If you aren’t familiar with HStore. It basically gives you a schema-less key/value datastore in your PostgreSQL DB. This allows you to store the equivalent of a hash in a database column.
How to do it…
First, you need to enable the hstore extension in the PostgreSQL database. You can do this with a migration.
class AddHstore < ActiveRecord::Migration
def up
enable_extension :hstore
end
def down
disable_extension :hstore
end
end
Next, since hstore is now a natively recognized datatype in Rails, you can add an hstore column to any existing model. Here I’m adding a “settings” column to my user model.
class AddSettingsToUser < ActiveRecord::Migration
def up
add_column :users, :settings, :hstore
end
def down
remove_column :users, :settings
end
end
Finally, you can define accessors for your hstore keys in your model. Validations work just like they would for any other column in your model.
class User < ActiveRecord::Base
# setup hstore
store_accessor :settings, :favorite_color, :time_zone
# can even run typical validations on hstore fields
validates :favorite_color,
inclusion: { in: %w{blue, gold, red} }
validates_inclusion_of :time_zone,
in: ActiveSupport::TimeZone.zones_map { |m| m.name },
message: 'is not a valid Time Zone'
end
Handling data types
One thing to look out for is storing booleans in hstore. Hstore will convert booleans to strings. A quick solution to this is overwriting your getter method to convert them back to a boolean on read.
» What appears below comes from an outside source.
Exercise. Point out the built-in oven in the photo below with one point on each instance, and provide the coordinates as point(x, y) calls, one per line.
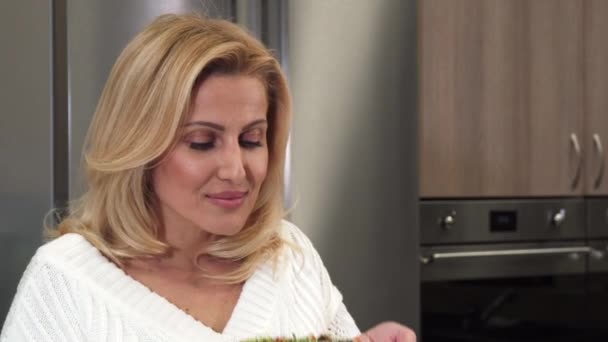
point(514, 270)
Here’s an example:
# convert string to boolean. hstore only stores strings
def name_of_some_hstore_key
return (super == 'true') if %w{true false}.include? super
super
end
What’s it useful for?
Hstore is really useful for saving attributes on models.
If you store settings for your users, you’d typically do this in a separate model (or on the User model). Each setting would be an additional column. Instead of adding columns each time you want to create a setting, you could instead use a single HStore column. It’s much more flexible and doesn’t require migrations each time we want to store something new.